One of the girls found another glass and pressed a sherry upon Meirion. As he had no intention of more detecting that evening, he accepted, then announced his mission, laying on the urgency of the quest, as it ‘was related to a murder investigation’. As the Borth body was the first murder in the area for several years, they knew perfectly well what he was referring to and, with rather giggly excitement, the other young lady took his piece of paper with the registration number and went across to a long bank of metal cabinets, with scores of small drawers, each carrying index numbers.
Within a couple of moments, she returned with a card and laid it on the counter, topping up his glass at the same time.

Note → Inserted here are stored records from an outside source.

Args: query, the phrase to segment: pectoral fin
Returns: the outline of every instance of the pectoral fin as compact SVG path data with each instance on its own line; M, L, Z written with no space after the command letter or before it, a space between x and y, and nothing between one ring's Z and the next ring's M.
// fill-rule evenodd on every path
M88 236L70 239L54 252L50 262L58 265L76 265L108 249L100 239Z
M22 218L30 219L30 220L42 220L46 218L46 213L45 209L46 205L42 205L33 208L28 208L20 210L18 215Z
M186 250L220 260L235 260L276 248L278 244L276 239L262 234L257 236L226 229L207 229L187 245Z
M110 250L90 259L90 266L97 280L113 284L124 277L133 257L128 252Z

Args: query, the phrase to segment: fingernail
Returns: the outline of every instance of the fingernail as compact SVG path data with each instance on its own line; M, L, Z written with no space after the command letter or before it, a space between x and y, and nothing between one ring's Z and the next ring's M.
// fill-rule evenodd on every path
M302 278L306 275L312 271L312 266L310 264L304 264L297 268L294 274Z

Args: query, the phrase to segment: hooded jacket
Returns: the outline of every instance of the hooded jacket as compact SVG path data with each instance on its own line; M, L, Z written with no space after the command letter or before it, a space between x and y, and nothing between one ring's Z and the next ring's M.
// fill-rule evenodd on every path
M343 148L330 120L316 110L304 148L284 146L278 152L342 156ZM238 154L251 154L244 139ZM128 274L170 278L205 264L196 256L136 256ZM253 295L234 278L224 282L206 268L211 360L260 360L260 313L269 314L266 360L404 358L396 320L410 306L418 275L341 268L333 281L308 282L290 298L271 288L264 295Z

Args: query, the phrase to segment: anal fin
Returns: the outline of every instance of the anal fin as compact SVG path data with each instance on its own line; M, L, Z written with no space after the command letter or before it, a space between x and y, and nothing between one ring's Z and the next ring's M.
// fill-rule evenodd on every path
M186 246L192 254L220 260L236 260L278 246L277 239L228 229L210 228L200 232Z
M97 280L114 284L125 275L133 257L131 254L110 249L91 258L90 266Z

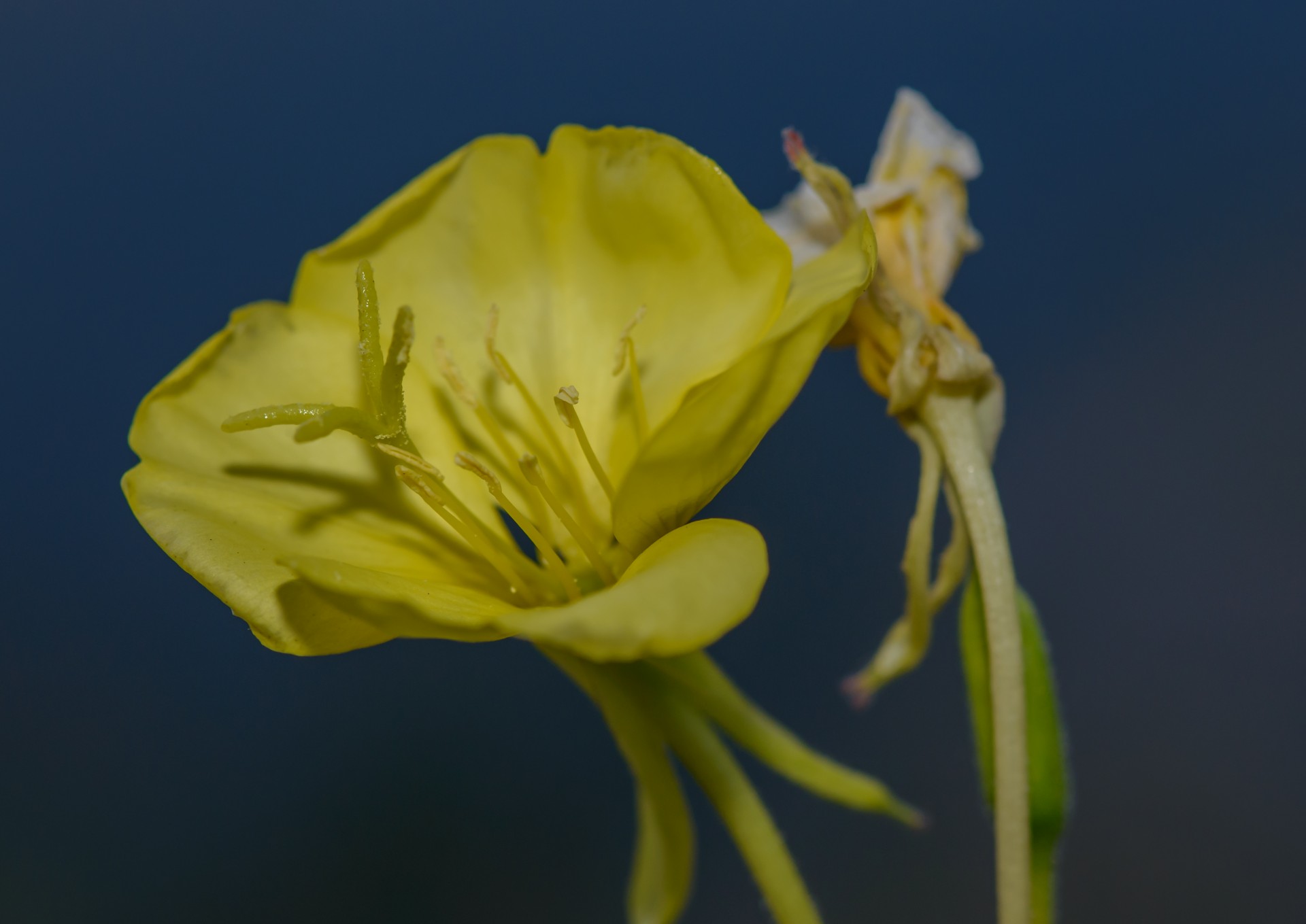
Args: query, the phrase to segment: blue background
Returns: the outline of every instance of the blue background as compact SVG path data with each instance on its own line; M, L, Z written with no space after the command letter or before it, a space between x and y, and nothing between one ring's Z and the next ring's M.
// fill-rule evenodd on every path
M769 206L861 176L895 89L978 142L952 301L1072 736L1066 924L1306 920L1299 5L7 0L0 919L614 921L629 782L529 646L264 650L118 487L141 395L485 132L641 124ZM750 763L831 924L991 917L955 619L866 713L913 449L827 355L716 514L773 574L717 646L914 835ZM714 817L686 921L764 920Z

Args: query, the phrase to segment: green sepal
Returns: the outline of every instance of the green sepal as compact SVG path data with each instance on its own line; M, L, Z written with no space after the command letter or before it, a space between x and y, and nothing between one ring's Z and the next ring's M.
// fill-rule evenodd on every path
M1066 761L1066 733L1057 702L1047 641L1038 623L1038 611L1024 590L1017 589L1021 656L1025 672L1025 735L1029 752L1029 837L1032 904L1034 924L1054 917L1053 873L1057 843L1070 813L1070 765ZM993 706L989 686L989 641L985 630L983 595L974 574L961 598L961 666L970 700L976 763L985 803L993 809Z

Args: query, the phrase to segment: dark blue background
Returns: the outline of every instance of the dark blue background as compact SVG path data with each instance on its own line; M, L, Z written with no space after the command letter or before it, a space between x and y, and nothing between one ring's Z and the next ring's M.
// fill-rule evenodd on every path
M257 645L136 525L136 402L299 254L485 132L635 123L759 205L861 175L899 85L977 140L956 304L1077 778L1066 924L1306 920L1306 56L1296 4L8 0L0 919L614 921L626 771L529 646ZM742 12L747 8L747 12ZM867 713L910 444L825 356L713 506L773 574L717 649L925 835L756 773L831 924L991 917L955 621ZM690 924L764 920L700 803Z

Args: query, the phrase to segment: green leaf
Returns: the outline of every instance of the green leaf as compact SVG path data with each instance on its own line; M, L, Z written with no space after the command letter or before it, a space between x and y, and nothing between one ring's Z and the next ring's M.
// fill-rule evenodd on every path
M1024 590L1017 593L1021 651L1025 664L1025 723L1029 749L1029 835L1033 877L1033 920L1053 920L1053 873L1057 842L1070 812L1070 767L1066 735L1057 705L1047 641L1038 612ZM989 698L989 641L983 595L972 574L961 599L961 666L970 698L976 763L985 801L993 809L993 706Z

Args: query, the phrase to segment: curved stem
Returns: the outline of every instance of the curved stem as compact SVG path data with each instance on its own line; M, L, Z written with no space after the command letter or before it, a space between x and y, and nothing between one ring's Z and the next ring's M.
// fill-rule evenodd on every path
M652 668L649 673L661 680ZM665 681L656 686L671 747L721 814L777 924L820 924L785 839L743 767L701 713Z
M931 389L922 423L943 450L956 489L983 591L994 722L994 835L998 854L998 921L1029 924L1029 758L1025 677L1016 609L1016 574L1007 525L966 393Z

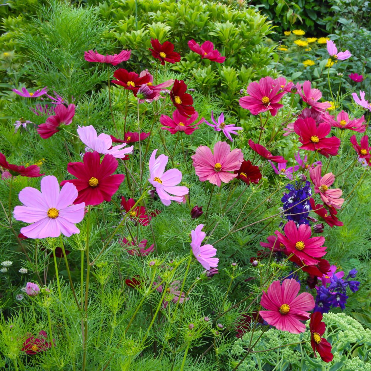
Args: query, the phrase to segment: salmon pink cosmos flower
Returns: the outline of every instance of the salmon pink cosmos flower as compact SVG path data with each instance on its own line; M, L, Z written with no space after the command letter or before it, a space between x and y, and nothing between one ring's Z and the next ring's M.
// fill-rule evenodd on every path
M263 291L260 301L267 310L260 311L259 314L268 325L279 330L291 334L303 332L305 325L301 321L309 318L306 311L311 311L315 303L309 292L298 295L300 289L300 284L293 278L284 280L282 286L279 281L274 281L266 293Z
M24 206L16 206L14 219L33 223L21 228L21 233L29 238L58 237L61 233L69 237L79 233L75 223L82 220L85 204L76 203L75 186L65 184L60 191L57 178L48 175L41 180L41 188L40 192L27 187L18 195Z
M217 142L214 147L214 154L206 145L201 145L192 158L196 175L201 182L209 180L211 184L220 187L221 182L228 183L238 175L229 172L239 170L243 161L241 150L232 151L225 142Z
M72 183L76 187L78 191L76 202L94 205L110 201L125 178L122 174L111 175L117 168L117 160L106 155L101 163L99 154L95 151L85 153L83 161L68 164L67 171L78 178L63 180L61 185Z

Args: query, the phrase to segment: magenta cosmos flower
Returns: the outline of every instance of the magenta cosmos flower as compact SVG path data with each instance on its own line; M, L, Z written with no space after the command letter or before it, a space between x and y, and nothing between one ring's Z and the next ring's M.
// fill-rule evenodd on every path
M206 269L210 268L216 268L218 266L219 259L213 257L216 254L216 249L211 245L204 245L201 246L201 243L206 236L206 233L201 230L204 227L203 224L200 224L196 227L195 230L192 229L191 232L192 242L191 247L192 252L196 258Z
M21 229L21 233L29 238L58 237L62 233L69 237L79 233L75 225L84 217L83 202L72 205L78 197L73 184L65 184L59 190L55 177L48 175L41 180L41 192L27 187L19 193L18 198L24 206L16 206L14 217L30 225Z
M214 49L214 44L211 41L205 41L201 46L193 39L188 42L188 46L191 50L199 54L202 59L210 59L218 63L223 63L225 57L222 57L216 49Z
M116 158L125 157L127 154L131 153L133 151L133 146L121 149L126 146L126 143L112 147L111 137L104 133L98 135L92 125L79 126L77 129L77 134L81 141L86 146L85 151L91 149L102 155L112 155Z
M176 134L180 131L185 134L189 135L192 134L195 130L199 128L198 125L202 124L205 119L202 118L198 122L191 124L197 119L198 117L198 113L196 111L191 117L183 116L177 109L175 109L173 112L173 119L166 115L161 115L160 117L160 122L164 125L161 128L163 130L168 130L172 134Z
M130 58L131 50L123 50L118 54L113 55L102 55L96 50L89 50L84 52L84 58L88 62L98 62L100 63L110 63L112 66L117 66L119 63L127 60Z
M279 330L291 334L303 332L305 325L301 321L309 318L307 311L311 311L315 305L309 292L298 296L300 290L300 284L293 278L284 280L282 286L279 281L274 281L266 293L263 292L260 301L261 306L267 310L260 311L259 314L268 325Z
M327 44L327 51L330 56L334 59L344 60L352 56L352 55L348 50L338 53L338 49L335 43L332 40L327 40L326 42Z
M280 232L275 232L280 243L287 249L287 253L293 254L304 264L316 264L325 254L327 247L322 246L325 237L312 237L311 227L306 224L301 224L298 229L293 220L289 220L284 228L286 236Z
M40 124L37 132L43 139L50 138L59 131L59 128L62 125L69 125L75 116L74 104L66 107L64 104L59 104L55 108L55 115L49 116L43 124Z
M229 172L239 169L243 154L238 148L231 151L229 145L225 142L217 142L214 147L214 154L209 147L201 145L192 158L200 181L208 180L220 187L222 182L228 183L238 175Z
M314 191L319 194L321 199L326 205L340 209L344 202L344 198L339 198L342 191L339 188L329 189L335 180L335 176L332 173L328 173L321 177L322 170L321 165L309 169L311 179L314 185Z
M35 93L29 93L28 91L25 88L22 88L22 92L17 90L17 89L12 89L12 90L14 93L16 93L19 95L20 95L21 96L24 96L26 98L36 98L37 96L41 96L46 94L47 91L46 86L43 88L42 89L36 90Z
M60 183L72 183L78 192L76 202L86 205L99 205L110 201L112 195L124 181L122 174L111 175L116 171L118 162L111 155L106 155L101 162L101 157L96 151L87 152L83 162L70 162L67 171L77 179L63 180Z
M277 111L283 106L278 103L286 93L279 93L281 87L274 85L273 79L269 76L262 78L257 83L253 81L247 86L246 91L249 96L240 98L240 105L249 109L252 115L258 115L269 111L272 116L276 116Z
M210 124L206 120L205 122L206 122L209 126L211 126L214 128L214 130L216 131L220 131L221 130L223 132L223 134L231 141L233 141L231 134L235 134L238 135L237 130L243 130L243 128L240 126L235 126L234 124L231 124L228 125L226 125L224 122L224 114L222 112L220 114L220 116L218 118L218 122L217 122L215 119L214 118L214 112L211 111L211 119L214 122L214 124Z
M152 152L150 158L150 183L156 188L156 191L161 202L167 206L174 201L181 201L182 196L188 193L186 187L176 186L182 180L182 173L177 169L170 169L165 171L165 168L169 158L161 154L156 158L156 153L158 150ZM171 196L169 192L175 196Z
M310 81L305 81L302 88L300 84L297 84L296 86L298 92L303 101L311 106L316 111L323 112L331 107L330 103L325 102L321 103L318 101L322 98L322 93L319 89L311 89Z

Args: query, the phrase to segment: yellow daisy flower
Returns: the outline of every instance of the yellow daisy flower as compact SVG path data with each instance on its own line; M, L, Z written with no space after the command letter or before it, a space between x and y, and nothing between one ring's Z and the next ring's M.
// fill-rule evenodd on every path
M294 42L294 43L296 44L298 46L306 46L308 45L308 43L306 41L300 39L295 40Z
M305 35L305 32L303 31L302 30L294 30L292 32L292 33L294 35L296 35L298 36Z

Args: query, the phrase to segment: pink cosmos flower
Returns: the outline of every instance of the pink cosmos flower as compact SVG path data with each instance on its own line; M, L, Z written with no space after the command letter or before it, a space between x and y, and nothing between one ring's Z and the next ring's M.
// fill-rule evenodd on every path
M211 245L207 244L201 246L201 243L206 236L206 233L201 231L204 227L203 224L200 224L196 227L195 230L191 232L192 242L191 247L192 252L196 259L206 269L210 268L216 268L218 266L219 259L213 257L216 254L216 249Z
M276 231L280 243L287 249L287 253L293 254L304 264L316 264L326 253L327 247L322 246L325 237L312 237L311 227L306 224L301 224L298 229L295 222L289 220L283 229L286 236Z
M300 289L300 284L293 278L284 280L282 286L279 281L274 281L266 293L263 291L260 301L267 310L260 311L259 314L269 325L279 330L291 334L303 332L305 325L301 321L309 318L306 311L311 311L315 305L309 292L297 296Z
M334 59L344 60L344 59L347 59L352 56L352 55L348 50L346 50L345 52L341 52L338 53L337 48L335 45L335 43L332 40L327 40L326 43L327 44L327 51L330 56L333 57Z
M339 198L342 191L339 188L329 189L335 180L335 176L332 173L328 173L321 177L322 170L322 165L309 169L311 179L314 185L314 191L319 193L321 199L326 205L340 209L344 202L344 198Z
M47 91L46 86L43 88L42 89L39 89L38 90L36 90L35 93L29 93L28 91L25 88L22 88L22 92L19 90L17 90L17 89L12 89L12 90L15 93L16 93L19 95L27 98L36 98L37 96L41 96L46 94Z
M220 53L216 49L214 49L214 44L211 41L205 41L201 46L193 39L188 42L188 46L191 50L199 54L202 59L205 58L223 63L226 57L222 57Z
M301 97L303 102L311 106L316 111L323 112L331 106L330 103L320 103L318 101L322 98L322 93L319 89L311 89L311 82L305 81L302 89L300 84L297 84L298 92Z
M229 145L225 142L217 142L214 147L214 154L209 147L201 145L192 158L200 180L209 180L211 184L220 187L221 182L228 183L238 175L229 172L239 169L243 154L238 148L231 151Z
M279 164L287 162L287 160L285 160L282 156L273 156L265 147L261 144L254 143L252 139L249 139L249 145L253 151L265 158L272 160L274 162Z
M272 116L276 116L277 111L283 106L278 102L286 94L285 91L279 93L280 89L279 85L274 86L271 77L262 78L259 83L253 81L249 84L246 91L249 96L240 98L240 105L249 109L252 115L269 111Z
M220 114L220 116L218 118L218 122L215 121L214 118L214 112L211 111L211 119L214 122L214 125L208 122L206 120L205 122L206 122L209 126L211 126L214 128L214 130L216 131L220 131L221 130L223 132L223 134L231 141L233 141L233 139L231 136L231 134L235 134L239 135L237 132L237 130L243 130L243 128L240 126L235 126L234 124L231 124L228 125L226 125L224 122L224 114L223 112Z
M69 125L75 116L74 104L66 107L64 104L58 105L55 110L55 115L49 116L43 124L39 125L37 132L43 139L50 138L59 131L59 127L62 125Z
M69 237L80 230L75 225L84 217L83 202L70 206L78 196L77 190L68 183L59 190L55 177L48 175L41 180L41 192L27 187L18 197L24 206L14 209L14 218L30 225L21 229L21 233L29 238L58 237L61 233Z
M191 125L197 119L198 117L198 113L197 111L188 118L181 115L177 109L175 109L173 112L173 119L166 115L161 115L160 122L164 125L161 128L163 130L168 130L172 134L176 134L180 131L189 135L196 129L198 129L197 125L205 121L205 119L203 117L197 123Z
M125 157L127 154L131 153L133 151L133 146L121 149L126 146L126 143L112 147L111 137L104 133L98 135L92 125L79 126L77 134L81 141L86 146L86 151L91 149L102 155L112 155L116 158Z
M171 200L182 201L181 196L187 194L189 190L186 187L176 186L182 180L182 173L177 169L170 169L164 172L169 158L161 154L156 158L156 154L158 150L155 150L150 158L150 178L148 180L156 188L161 202L168 206ZM171 196L168 192L175 196Z
M113 55L102 55L96 50L89 50L84 52L84 58L88 62L98 62L100 63L110 63L112 66L117 66L119 63L127 60L130 58L131 50L123 50L118 54Z

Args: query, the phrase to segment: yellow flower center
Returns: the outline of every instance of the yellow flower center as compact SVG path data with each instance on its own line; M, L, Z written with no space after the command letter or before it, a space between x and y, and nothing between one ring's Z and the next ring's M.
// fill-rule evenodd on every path
M317 344L319 344L321 342L321 337L319 336L319 334L317 332L313 333L313 339Z
M51 207L47 211L47 216L51 219L55 219L59 214L59 212L55 207Z
M91 187L96 187L99 182L96 178L92 177L89 179L89 185Z
M268 98L266 95L265 95L262 98L262 102L263 102L263 104L268 104L269 102L269 98Z
M298 250L301 251L305 247L305 245L304 245L304 242L302 241L298 241L295 244L295 247Z
M290 306L288 304L283 304L279 307L279 311L281 314L287 314L290 311Z
M321 187L318 187L318 189L319 190L320 192L322 192L323 193L324 192L326 192L328 189L328 187L326 184L322 184Z

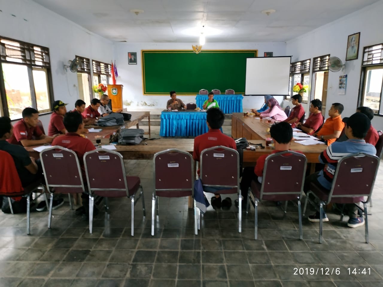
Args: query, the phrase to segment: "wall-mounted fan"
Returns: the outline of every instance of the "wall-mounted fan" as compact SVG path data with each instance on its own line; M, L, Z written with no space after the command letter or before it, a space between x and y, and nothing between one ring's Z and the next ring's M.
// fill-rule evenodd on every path
M330 57L329 59L329 70L331 72L339 72L344 69L344 65L337 57Z
M65 70L67 70L69 68L69 70L72 73L76 73L79 70L79 63L77 59L75 58L73 60L70 60L68 61L69 65L64 65L64 68Z

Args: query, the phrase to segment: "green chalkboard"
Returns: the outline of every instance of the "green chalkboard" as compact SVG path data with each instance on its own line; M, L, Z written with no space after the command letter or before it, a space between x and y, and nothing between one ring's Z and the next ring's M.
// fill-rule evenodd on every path
M142 90L145 95L196 95L201 89L232 89L245 93L246 59L256 50L142 50Z

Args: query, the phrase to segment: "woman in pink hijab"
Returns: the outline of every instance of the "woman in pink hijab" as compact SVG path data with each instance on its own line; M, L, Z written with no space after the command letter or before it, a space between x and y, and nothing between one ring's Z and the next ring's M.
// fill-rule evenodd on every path
M268 109L261 113L257 113L257 116L262 116L263 117L269 117L275 121L284 121L287 116L282 109L278 101L272 98L267 101Z

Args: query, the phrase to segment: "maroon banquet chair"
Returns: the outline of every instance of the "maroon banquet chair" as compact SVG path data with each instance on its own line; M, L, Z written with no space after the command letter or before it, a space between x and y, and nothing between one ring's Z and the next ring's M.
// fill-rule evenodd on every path
M232 89L228 89L225 91L225 95L234 95L235 93Z
M197 104L194 103L189 103L186 104L186 109L195 109L197 108Z
M238 232L241 232L242 197L239 186L239 155L238 152L222 145L206 148L201 153L200 174L203 189L206 192L237 194ZM216 188L223 189L212 191L212 189ZM199 218L197 220L199 225Z
M288 201L297 200L299 238L301 240L303 239L301 199L307 165L307 159L304 155L292 151L273 153L266 158L262 183L253 181L248 192L249 200L247 209L248 209L250 201L255 209L255 240L258 239L258 202L262 200L285 201L285 214ZM254 197L254 201L250 193Z
M370 200L372 193L379 161L379 158L376 155L362 153L349 155L344 157L338 162L331 190L328 191L321 186L311 183L311 190L306 196L303 214L306 212L308 201L313 205L315 204L309 198L311 193L319 200L319 243L322 243L322 240L323 205L330 202L340 204L356 204L362 202L363 204L366 221L365 224L366 243L368 243L367 204ZM365 197L367 197L367 200L364 201ZM342 217L341 215L341 220Z
M154 216L159 219L158 197L181 197L194 196L194 161L188 152L170 148L159 152L153 158L154 188L152 196L152 235L154 235ZM194 232L197 234L194 200Z
M54 193L67 194L73 209L70 194L85 192L85 187L77 155L72 150L57 145L40 153L47 189L51 193L48 228L51 228Z
M131 235L134 236L134 206L141 197L144 218L146 216L144 191L140 178L126 176L122 156L117 152L98 148L86 153L83 159L89 191L89 233L92 233L93 230L95 196L104 197L108 214L110 213L108 197L127 196L131 203ZM102 176L100 172L102 173ZM139 190L139 193L136 198Z

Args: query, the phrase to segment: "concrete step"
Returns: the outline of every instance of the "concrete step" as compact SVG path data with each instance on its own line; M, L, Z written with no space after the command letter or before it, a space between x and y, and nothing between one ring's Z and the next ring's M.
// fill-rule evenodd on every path
M140 126L148 126L149 125L149 121L148 121L147 118L145 118L143 119L142 121L140 122L139 123ZM153 119L152 118L152 115L150 115L150 126L160 126L161 125L161 120L159 119ZM230 119L228 119L225 117L225 121L224 122L223 126L228 127L229 126L231 126L231 117Z

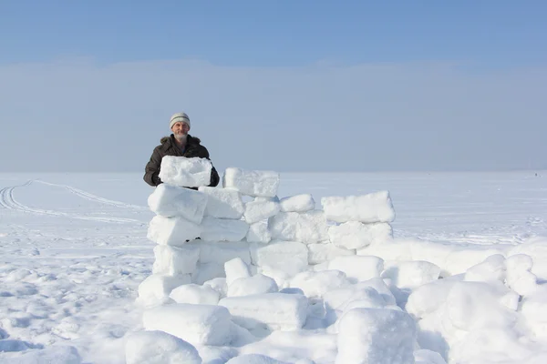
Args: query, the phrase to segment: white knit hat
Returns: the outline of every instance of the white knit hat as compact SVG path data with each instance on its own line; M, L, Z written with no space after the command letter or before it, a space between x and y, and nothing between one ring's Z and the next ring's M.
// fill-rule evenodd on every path
M188 117L188 115L186 115L186 113L177 113L173 114L173 116L171 116L170 121L169 122L169 128L170 129L171 127L173 127L175 123L179 121L181 123L188 124L188 127L190 127L190 117Z

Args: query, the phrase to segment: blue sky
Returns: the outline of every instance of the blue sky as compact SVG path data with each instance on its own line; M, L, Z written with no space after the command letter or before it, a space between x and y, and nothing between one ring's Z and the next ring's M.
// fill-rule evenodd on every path
M221 168L547 168L546 18L542 1L0 0L0 154L29 117L42 136L0 171L140 170L181 110Z

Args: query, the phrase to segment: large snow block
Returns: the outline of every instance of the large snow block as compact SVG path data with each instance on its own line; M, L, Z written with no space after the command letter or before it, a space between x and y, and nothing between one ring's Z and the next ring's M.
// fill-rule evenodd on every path
M254 224L276 215L279 208L279 203L275 201L250 201L245 204L243 217L247 224Z
M181 247L201 233L199 225L183 217L155 216L149 225L147 238L156 244Z
M243 216L245 206L242 194L228 188L201 187L200 192L209 197L205 215L218 218L233 218L239 220Z
M190 274L179 276L161 276L152 274L139 285L137 301L143 306L151 307L167 302L171 290L191 281Z
M201 364L198 350L163 331L140 331L129 336L126 364Z
M414 364L416 325L407 312L354 308L338 329L336 364Z
M211 185L212 164L206 158L165 156L161 158L160 178L169 185L199 187Z
M279 187L279 173L230 167L224 172L222 186L243 195L274 197Z
M387 191L363 196L323 197L321 204L326 218L335 222L375 223L391 222L395 219L395 209Z
M330 243L308 244L308 261L310 264L321 264L328 262L336 257L355 256L356 250L348 250L337 248Z
M233 322L245 329L266 327L281 331L302 329L308 308L304 296L284 293L231 297L221 299L219 305L227 308Z
M170 247L157 245L154 247L154 265L152 272L166 276L191 274L196 270L200 258L200 248L196 245L186 247Z
M283 197L279 204L283 212L306 212L315 208L315 200L310 194Z
M298 241L273 240L268 245L253 243L250 249L251 260L255 266L287 269L295 274L308 265L308 249Z
M201 228L200 237L206 241L241 241L249 231L245 221L212 217L203 217Z
M230 312L222 306L176 303L144 311L144 329L171 334L193 345L224 346L232 341Z
M272 237L281 240L313 244L328 239L328 228L323 211L304 213L281 212L269 220Z
M356 283L380 277L384 260L374 256L337 257L328 263L328 268L346 273L351 282Z
M387 223L363 224L349 221L328 228L330 241L339 248L359 249L389 240L393 237L391 226Z
M207 195L162 183L149 197L148 204L156 215L164 217L181 217L200 224L207 206Z
M272 234L268 228L268 221L263 220L250 225L245 239L250 243L267 244L272 240Z
M200 262L214 263L224 266L224 263L239 258L245 264L251 264L249 243L238 242L202 242L201 245Z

‘There we are, Inspector! That’s all we’ve got on EJ 2652. Merry Christmas!’
He studied the details on the card, which gave the specifications of the vehicle and the list of owners since new. There were six and the last but one was Jaroslav Beran. Meirion pointed to this final name, and asked the girl, who was hovering over the counter, consumed with curiosity, ‘Does this mean he sold it on to the last chap?’
She nodded. ‘Yes, in July 1952. The current registered owner is Myrddin Evans of Ty Ganol Farm, Comins Coch.’
‘Does that mean he still has it?’
The clerk shrugged. ‘Can’t tell from that. There’s no scrapping notification and no further transfer of ownership, but often they don’t bother to tell us if it’s been taken off the road.’
‘You can’t tell if it’s still got a current Road Fund Licence, then?’
She shook her head. ‘You’d have to see the vehicle for that — or at least look at the logbook, to see if it’s been stamped to show a current payment.’
With seasonal greetings all round, he thanked them and went back to his office. First job tomorrow, he thought, was to go up to Comins Coch to see if this damned van is still there.